Il s’inquiète surtout pour les arts de rue, les deux principaux festivals voués à cette discipline — le FAR et le Festival international d’amuseurs publics CHAPO à Mascouche — étant au bord du gouffre.

L’annulation du festival Juste pour rire, qui réservait une belle place aux arts de rue, est aussi un coup dur. Le groupe ComediHa ! a confirmé au Devoir couper ce volet dans la programmation de sa première édition montréalaise — qui remplacera Juste pour rire —, mais assure qu’il « reviendra en force l’an prochain à ce sujet ».

« Je comprends que les ressources des gouvernements sont limitées, mais on a bien vu qu’ils sont capables de trouver des fonds lorsqu’ils souhaitent vraiment sauver un festival », note M. Kearney avec amertume, faisant référence aux millions de dollars accordés en mai au groupe ComédiHa ! pour justement créer ce nouveau festival d’humour.

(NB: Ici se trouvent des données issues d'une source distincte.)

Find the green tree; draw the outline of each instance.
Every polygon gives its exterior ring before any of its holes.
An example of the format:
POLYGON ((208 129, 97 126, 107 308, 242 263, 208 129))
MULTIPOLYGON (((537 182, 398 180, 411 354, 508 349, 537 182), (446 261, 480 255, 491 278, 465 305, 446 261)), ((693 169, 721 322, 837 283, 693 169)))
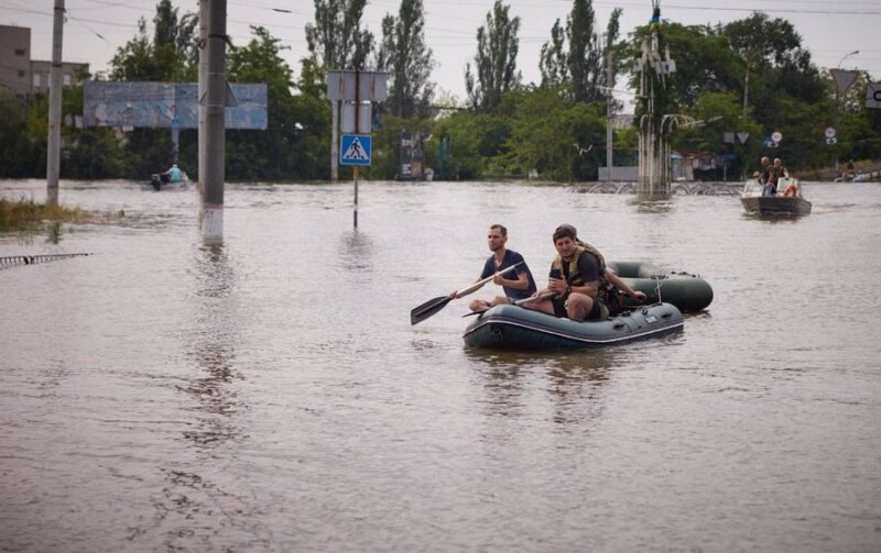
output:
MULTIPOLYGON (((0 178, 37 175, 35 161, 45 159, 45 134, 43 141, 34 140, 36 135, 28 132, 28 106, 9 89, 0 88, 0 178)), ((45 170, 44 162, 41 173, 45 175, 45 170)))
POLYGON ((186 13, 178 20, 171 0, 156 4, 153 18, 153 55, 162 66, 171 68, 168 80, 195 80, 198 69, 196 25, 198 16, 186 13))
POLYGON ((565 33, 557 20, 551 29, 551 41, 542 46, 539 63, 542 85, 565 82, 568 93, 577 101, 603 100, 607 93, 603 87, 614 86, 616 76, 623 66, 621 60, 613 63, 610 80, 606 70, 607 53, 621 49, 617 44, 621 13, 620 8, 612 10, 605 41, 600 41, 595 31, 591 1, 575 0, 566 19, 565 33))
POLYGON ((487 13, 486 25, 477 30, 476 75, 471 75, 471 64, 466 65, 468 101, 480 112, 494 110, 505 92, 520 86, 521 75, 516 69, 520 18, 510 18, 509 8, 501 0, 496 0, 492 10, 487 13))
POLYGON ((367 0, 315 0, 315 22, 306 23, 306 45, 327 70, 367 68, 373 35, 361 29, 367 0))
POLYGON ((382 44, 377 68, 391 74, 388 106, 401 118, 426 115, 434 96, 429 80, 434 62, 425 45, 422 0, 401 0, 398 18, 382 20, 382 44))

Dans un courriel envoyé au Devoir, le ministère de la Culture se défend d’avoir accordé une aide « exceptionnelle » à ComediHa !, expliquant que « la tenue d’un événement d’humour d’envergure à Montréal était importante pour l’économie de la métropole ainsi que pour l’écosystème humoristique québécois ». Le ministère se dit par ailleurs « bien conscient des difficultés rencontrées par le milieu festivalier ». « Dans un contexte budgétaire difficile, le ministère et l’équipe du CALQ ont déployé les efforts nécessaires pour appuyer les festivals de toutes tailles et présentés dans toutes les régions du Québec avec agilité et écoute », écrit Catherine Vien-Labeaume, porte-parole du ministère.

« Je pense que ça prendrait une meilleure répartition de la tarte entre ceux qui n’ont rien du tout et ceux qui reçoivent de l’aide de tous les ordres » de gouvernement, affirme M. Kearney, qui craint de voir des festivals disparaître dans la prochaine année.